In the earliest days of medicine, people needed a trip to the doctor like a hole in the head. Because that’s exactly what they got: Healers and witch doctors were downright wanton in their use of trepanning — the practice of sharpening a stone to cut away a section of skull in fully conscious patients. Trepanning was done to relieve headaches, remove fractured skull fragments, provide spirits with an easy entrance or escape, sometimes just to provide rondelles — the leftover bony disks valued as charms or talismans.

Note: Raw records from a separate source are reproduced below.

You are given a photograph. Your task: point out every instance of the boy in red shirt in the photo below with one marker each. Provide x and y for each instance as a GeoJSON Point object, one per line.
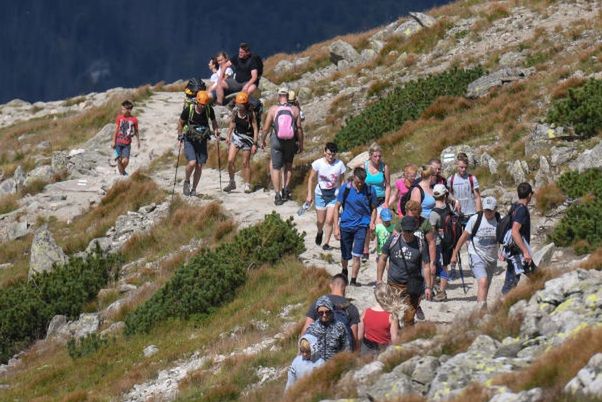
{"type": "Point", "coordinates": [126, 128]}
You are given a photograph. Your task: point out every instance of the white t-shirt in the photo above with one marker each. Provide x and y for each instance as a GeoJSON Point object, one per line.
{"type": "Point", "coordinates": [484, 244]}
{"type": "Point", "coordinates": [328, 175]}
{"type": "Point", "coordinates": [464, 192]}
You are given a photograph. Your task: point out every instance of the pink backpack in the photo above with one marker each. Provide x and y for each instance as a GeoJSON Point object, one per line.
{"type": "Point", "coordinates": [284, 123]}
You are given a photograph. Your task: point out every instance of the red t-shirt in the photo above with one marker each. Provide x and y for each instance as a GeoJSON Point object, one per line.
{"type": "Point", "coordinates": [377, 326]}
{"type": "Point", "coordinates": [127, 126]}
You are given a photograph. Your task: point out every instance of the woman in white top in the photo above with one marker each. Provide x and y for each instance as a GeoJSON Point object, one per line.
{"type": "Point", "coordinates": [330, 172]}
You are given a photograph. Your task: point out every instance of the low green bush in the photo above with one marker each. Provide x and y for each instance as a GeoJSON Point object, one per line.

We shaped the instruments. Then they shaped us.
At 7,000 years old, the stone trephine is considered the earliest surgical tool, but it’s not its antiquity that makes it important; it’s how the concept has remained relevant from the Neolithic to the now. Modern neurosurgeons don’t dangle rondelles around their necks, but they do still remove sections of skull.
The procedure, now called a craniotomy, is used to relieve pressure on a swelling brain, or grant access to a stroke victim’s hemorrhaging blood vessel, among others.
Although the trephine was the first tool to transform medicine, it was far from the last. Here, in no particular order, are 14 others carrying on in that heady tradition.
Physicians have wanted direct access to the bloodstream for a very long time. In 1492, as Columbus sailed the ocean blue, Pope Innocent VIII was on very a different path: He had an apoplectic stroke that year that left him in a coma. In an attempt to resuscitate him with an infusion of fresh blood, his physician cut open the veins of three healthy boys, then those of the pontiff, and stitched them all together. All four died from his macramé transfusion method.
Over the following centuries, various other attempts at intravenous infusion — including one involving a quill and pig’s bladder — met with similar results. It wasn’t until 1844 that an Irish physician named Francis Rynd developed a hollow needle fine enough to both pierce skin and administer or extract fluids. By 1853, other doctors had added glass, a steel tube and a plunger to Rynd’s needle to create essentially the same hypodermic syringe we know today.
Absolutely everything in medicine changed. In a flash, needles outpaced all bartenders ever born for providing therapeutic shots. Today, they’re used for about 20 billion injections each year of such essential compounds as antibiotics, morphine, vaccines, anesthetics, anti-coagulants and insulin. And that’s just the legal stuff.
There’s nothing in the tool rule book that says medical instruments can’t be alive. The Maya and Australian Aboriginals were among the first to realize this. They tightly tamped wounds with maggots, knowing the off-white wigglers would feast on infected and necrotized tissue. In more recent history, doctors in the Civil War, World War I and World War II all used maggots to treat infected wounds.
But the larval marvels haven’t been consigned to the history books: Today, more than 800 U.S. health care centers have used medical maggots on patients. The immature flies are creating buzz as an important option for treating open wounds that won’t heal, caused by methicillin-resistant Staphylococcus aureus (the MRSA superbug), diabetic foot ulcers, flesh-eating disease and others.
Rene Laennec, a French physician, learned to tap on a patient’s chest to diagnose pulmonary and cardiac conditions from none other than Napoleon Bonaparte’s personal physician. But, like talking through a tin can telephone, it had auditory limitations. So Laennec took a more direct route: putting his ear directly on a patient’s chest to learn the difference between normal and abnormal heart and lung sounds.
This, too, had its drawbacks. It was difficult to hear clearly through the chests of his chubbier patients. Also, the social mores of the early 1800s made his head’s presence on the chest of a female patient awkward at best, highly objectionable at worst. To better deal with the plump and the priggish, he fashioned the first crude stethoscope in 1816. It was so quickly embraced and improved upon that, by the 1850s, its ubiquitous presence around doctors’ necks made it the emblem of medical authority.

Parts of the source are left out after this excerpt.